DÜŞMANLA İTTİFAK HALİNDE OLAN MÜSLÜMANLAR VAR
Müslümanlar olayları din ekseninden bakmayıp stratejik kaygılarından dolayı değerlendirdiklerinden bugün İslam aleminde birbirlerine cephe almaları, düşmanlarla ittifak halinde olmaları, adı konmamış savaşların devam ettiği eşine az rastlanan amansız bir kardeş kavgasına tutuşmalarıdır.
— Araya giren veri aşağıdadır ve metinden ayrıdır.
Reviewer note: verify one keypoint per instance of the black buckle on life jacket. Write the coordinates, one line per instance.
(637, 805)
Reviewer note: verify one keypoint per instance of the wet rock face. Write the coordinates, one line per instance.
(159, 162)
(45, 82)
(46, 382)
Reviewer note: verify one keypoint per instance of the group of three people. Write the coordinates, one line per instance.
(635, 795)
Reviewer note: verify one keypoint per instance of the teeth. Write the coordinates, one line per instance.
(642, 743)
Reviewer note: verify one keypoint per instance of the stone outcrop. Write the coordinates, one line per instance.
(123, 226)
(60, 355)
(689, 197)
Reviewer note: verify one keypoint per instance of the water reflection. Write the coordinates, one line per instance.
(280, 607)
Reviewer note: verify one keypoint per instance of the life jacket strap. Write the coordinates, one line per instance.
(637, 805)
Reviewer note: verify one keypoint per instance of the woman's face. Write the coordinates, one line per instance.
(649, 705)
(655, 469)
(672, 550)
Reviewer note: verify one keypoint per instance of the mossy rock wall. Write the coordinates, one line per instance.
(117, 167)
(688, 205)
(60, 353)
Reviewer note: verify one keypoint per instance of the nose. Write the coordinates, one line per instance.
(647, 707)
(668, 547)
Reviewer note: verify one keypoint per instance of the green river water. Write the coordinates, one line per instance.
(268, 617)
Allah(cc)'hu, Hz. Muhammed(sav)'in safında olanları 'Kafirlere karşı onurlu ve kararlı, kendi aralarında ise çok merhametli' (Fetih, 29) olarak tanımladığı halde bugün İslam aleminde durum tam tersine dönüştü. Maalesef günümüzde düşmanlar emin, dostlar ise tedirgindir. Müslümanlar bugün, Kur'an tabiriyle 'bir ateş çukurunun kenarında' bulunmaktadırlar. (Al-i İmran, 103)

15 Temmuz'da Kur'an ve sünnete baksaydılar yabancı istihbarat örgütleri ile stratejik ortaklıklar kurup halkın üzerine tank sürmenin, uçakla bomba atmanın Müslüman kanı akıtmanın İslam da yeri olmadığını bilirlerdi.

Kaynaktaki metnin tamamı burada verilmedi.